Department of English
1880s
English courses were offered when the North Carolina College of Agriculture and Mechanic Arts opened.
1900s
President D. H. Hill Jr. appointed English professors Thomas P. Harrison and George Summey as co-chairs of the Library Committee. Harrison and Summey departed from Hill Jr.'s solitary approach to book selection and instead asked faculty to recommend titles for the collection.
1940s
Three women joined the faculty at NC State. Ruth Couch Allen and Louise K. Cell became instructors in English, and Ruth Badger Hall became an instructor in modern languages.
Twenty-two women were listed on the faculty, most at the instructor or laboratory technician level. Departments with more than one woman employee included English (six), statistics (three), textiles (three), and modern languages (two). Women were also on the faculty in architecture, agricultural economics, mathematics, physics, social studies, chemistry, engineering, research, and agronomy.
1960s
Raleigh's Cardinal Theater was the site of the Southern premier of The Flim Flam Man, a new film based on a novel by NC State English professor Guy Owen. The film stared George C. Scott. Both the Technician and Dr. Owen expressed some degree of disappointment at how the film turned out.

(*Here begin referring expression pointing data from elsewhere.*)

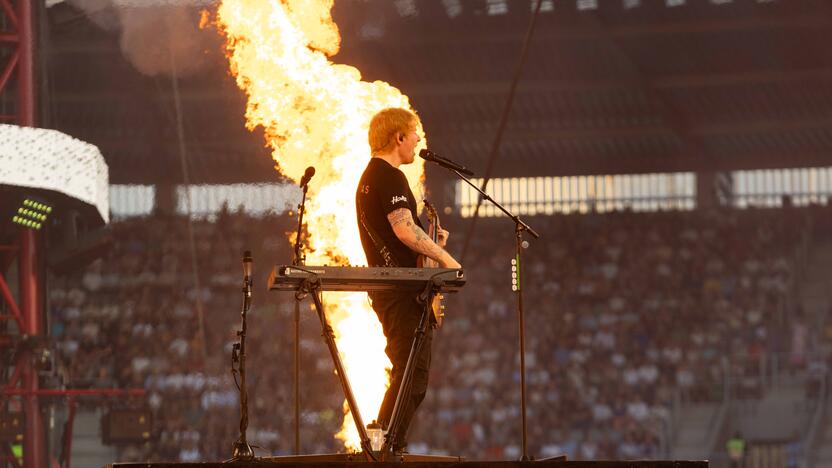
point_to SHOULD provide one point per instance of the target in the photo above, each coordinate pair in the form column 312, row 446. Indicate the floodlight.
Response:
column 32, row 214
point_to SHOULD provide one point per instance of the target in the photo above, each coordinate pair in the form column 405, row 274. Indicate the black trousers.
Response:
column 399, row 315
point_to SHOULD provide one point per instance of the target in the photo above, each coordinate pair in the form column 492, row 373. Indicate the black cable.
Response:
column 501, row 129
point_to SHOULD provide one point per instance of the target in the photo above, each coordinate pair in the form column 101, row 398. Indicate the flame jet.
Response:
column 316, row 113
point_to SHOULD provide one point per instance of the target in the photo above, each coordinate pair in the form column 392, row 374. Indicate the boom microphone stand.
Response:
column 516, row 275
column 298, row 260
column 241, row 449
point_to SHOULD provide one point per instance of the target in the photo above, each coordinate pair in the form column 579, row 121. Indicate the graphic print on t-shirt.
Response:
column 382, row 190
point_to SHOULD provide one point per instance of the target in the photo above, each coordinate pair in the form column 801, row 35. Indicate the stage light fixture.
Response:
column 32, row 214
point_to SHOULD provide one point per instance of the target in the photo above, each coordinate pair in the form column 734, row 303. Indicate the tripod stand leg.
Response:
column 329, row 337
column 407, row 380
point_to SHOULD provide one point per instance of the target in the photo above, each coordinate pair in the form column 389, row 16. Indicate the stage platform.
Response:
column 414, row 461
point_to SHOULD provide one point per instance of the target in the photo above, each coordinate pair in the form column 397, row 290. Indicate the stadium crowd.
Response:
column 625, row 312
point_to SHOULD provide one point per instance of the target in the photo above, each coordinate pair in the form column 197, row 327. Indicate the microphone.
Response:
column 304, row 181
column 247, row 265
column 428, row 155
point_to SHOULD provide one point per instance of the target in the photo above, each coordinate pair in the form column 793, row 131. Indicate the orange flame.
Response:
column 315, row 112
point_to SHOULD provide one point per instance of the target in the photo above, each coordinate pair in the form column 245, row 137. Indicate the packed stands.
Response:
column 625, row 314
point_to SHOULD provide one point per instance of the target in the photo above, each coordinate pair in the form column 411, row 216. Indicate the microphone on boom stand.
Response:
column 241, row 449
column 298, row 260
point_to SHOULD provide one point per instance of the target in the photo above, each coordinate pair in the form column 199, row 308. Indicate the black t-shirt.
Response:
column 382, row 190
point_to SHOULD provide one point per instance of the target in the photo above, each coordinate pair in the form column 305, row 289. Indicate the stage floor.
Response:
column 417, row 461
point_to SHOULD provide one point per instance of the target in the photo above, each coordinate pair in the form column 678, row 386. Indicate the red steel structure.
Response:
column 17, row 79
column 17, row 83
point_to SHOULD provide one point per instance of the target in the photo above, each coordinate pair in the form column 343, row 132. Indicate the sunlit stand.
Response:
column 516, row 274
column 241, row 450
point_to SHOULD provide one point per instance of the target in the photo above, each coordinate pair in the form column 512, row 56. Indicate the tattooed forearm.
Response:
column 424, row 244
column 413, row 236
column 402, row 215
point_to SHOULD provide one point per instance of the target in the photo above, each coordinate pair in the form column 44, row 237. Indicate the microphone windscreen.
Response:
column 247, row 263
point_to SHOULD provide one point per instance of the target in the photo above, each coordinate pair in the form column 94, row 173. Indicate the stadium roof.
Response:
column 609, row 87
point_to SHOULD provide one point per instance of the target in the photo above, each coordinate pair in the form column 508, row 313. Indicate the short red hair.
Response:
column 387, row 125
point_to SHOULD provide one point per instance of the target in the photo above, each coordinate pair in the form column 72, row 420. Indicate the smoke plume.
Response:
column 156, row 35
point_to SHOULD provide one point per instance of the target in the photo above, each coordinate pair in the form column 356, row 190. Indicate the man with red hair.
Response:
column 393, row 236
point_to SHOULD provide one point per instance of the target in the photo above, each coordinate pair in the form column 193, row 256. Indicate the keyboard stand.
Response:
column 312, row 285
column 432, row 288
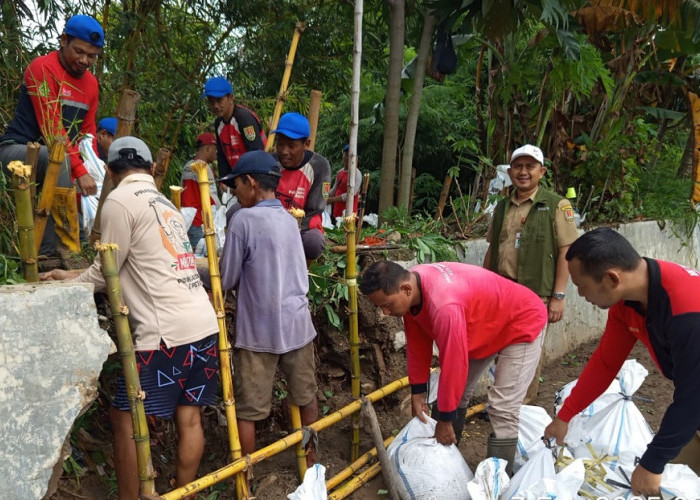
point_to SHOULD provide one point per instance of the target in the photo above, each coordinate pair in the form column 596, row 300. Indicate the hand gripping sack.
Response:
column 428, row 469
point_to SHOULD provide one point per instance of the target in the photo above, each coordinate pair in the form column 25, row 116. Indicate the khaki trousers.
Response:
column 515, row 367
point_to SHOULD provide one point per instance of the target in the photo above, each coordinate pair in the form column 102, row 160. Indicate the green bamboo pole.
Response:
column 200, row 168
column 120, row 315
column 176, row 197
column 57, row 153
column 25, row 219
column 281, row 96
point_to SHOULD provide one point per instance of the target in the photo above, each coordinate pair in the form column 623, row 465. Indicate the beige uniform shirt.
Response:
column 564, row 229
column 157, row 273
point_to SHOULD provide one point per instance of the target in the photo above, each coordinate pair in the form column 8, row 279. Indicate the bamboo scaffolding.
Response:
column 125, row 121
column 281, row 445
column 300, row 453
column 176, row 196
column 22, row 175
column 57, row 153
column 200, row 168
column 282, row 95
column 162, row 164
column 120, row 315
column 354, row 467
column 349, row 223
column 33, row 149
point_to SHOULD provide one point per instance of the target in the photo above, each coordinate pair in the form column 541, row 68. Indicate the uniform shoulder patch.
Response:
column 249, row 132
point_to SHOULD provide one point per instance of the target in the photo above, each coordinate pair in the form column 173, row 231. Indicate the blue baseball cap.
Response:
column 86, row 29
column 253, row 162
column 217, row 87
column 294, row 126
column 109, row 124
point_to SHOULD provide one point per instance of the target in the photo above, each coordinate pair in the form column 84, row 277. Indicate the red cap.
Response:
column 205, row 139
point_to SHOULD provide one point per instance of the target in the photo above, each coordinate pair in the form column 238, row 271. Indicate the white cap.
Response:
column 528, row 150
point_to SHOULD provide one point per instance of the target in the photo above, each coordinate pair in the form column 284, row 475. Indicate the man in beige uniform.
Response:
column 529, row 235
column 173, row 322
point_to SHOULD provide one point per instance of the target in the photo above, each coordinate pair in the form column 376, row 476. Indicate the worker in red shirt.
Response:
column 472, row 315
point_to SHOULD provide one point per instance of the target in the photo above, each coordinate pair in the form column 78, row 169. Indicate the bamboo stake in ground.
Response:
column 282, row 95
column 33, row 149
column 397, row 490
column 57, row 152
column 25, row 219
column 120, row 315
column 162, row 164
column 200, row 168
column 176, row 196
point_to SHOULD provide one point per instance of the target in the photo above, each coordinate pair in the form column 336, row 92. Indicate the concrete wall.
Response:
column 582, row 321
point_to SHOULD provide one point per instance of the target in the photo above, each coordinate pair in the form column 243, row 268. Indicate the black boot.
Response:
column 503, row 448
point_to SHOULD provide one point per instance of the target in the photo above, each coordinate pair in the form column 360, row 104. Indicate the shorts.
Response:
column 254, row 378
column 180, row 376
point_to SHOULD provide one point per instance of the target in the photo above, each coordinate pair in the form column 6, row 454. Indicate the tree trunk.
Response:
column 414, row 110
column 391, row 105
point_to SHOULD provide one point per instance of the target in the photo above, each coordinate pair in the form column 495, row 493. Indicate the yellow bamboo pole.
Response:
column 281, row 445
column 25, row 220
column 281, row 96
column 57, row 152
column 120, row 315
column 200, row 168
column 176, row 196
column 354, row 337
column 301, row 454
column 356, row 482
column 354, row 467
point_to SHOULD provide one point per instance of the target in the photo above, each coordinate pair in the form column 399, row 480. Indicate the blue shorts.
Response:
column 180, row 376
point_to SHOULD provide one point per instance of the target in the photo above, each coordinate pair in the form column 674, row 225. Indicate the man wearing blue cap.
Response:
column 58, row 99
column 106, row 132
column 263, row 257
column 306, row 180
column 237, row 128
column 174, row 324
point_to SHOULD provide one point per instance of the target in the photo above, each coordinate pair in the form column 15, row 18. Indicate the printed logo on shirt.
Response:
column 249, row 132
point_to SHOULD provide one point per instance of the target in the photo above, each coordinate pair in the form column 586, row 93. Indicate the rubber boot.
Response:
column 503, row 448
column 458, row 424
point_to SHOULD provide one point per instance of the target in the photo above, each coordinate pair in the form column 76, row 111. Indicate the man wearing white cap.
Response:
column 529, row 235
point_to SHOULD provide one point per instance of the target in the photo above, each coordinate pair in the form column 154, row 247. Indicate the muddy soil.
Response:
column 276, row 477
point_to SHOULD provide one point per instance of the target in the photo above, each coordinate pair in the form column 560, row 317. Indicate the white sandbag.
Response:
column 314, row 485
column 428, row 469
column 533, row 420
column 490, row 480
column 96, row 168
column 617, row 428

The Department of English created a graduate program by offering a master of arts degree.
1980s
Assistant Professor of English Lee Smith became the first woman faculty member to receive the prestigious North Carolina Award.
1990s
Walt Wolfram was appointed as the William C. Friday Distiguished Professor of English Linguistics, the first endowed chair in the humanities at NC State.
Fountain Dining Hall was built in 1982 and named for Dr. Alvin Marcus Fountain, professor of English for 46 years.
2000s
The Creative Writing MFA program enrolled its first cohort of students in 2003.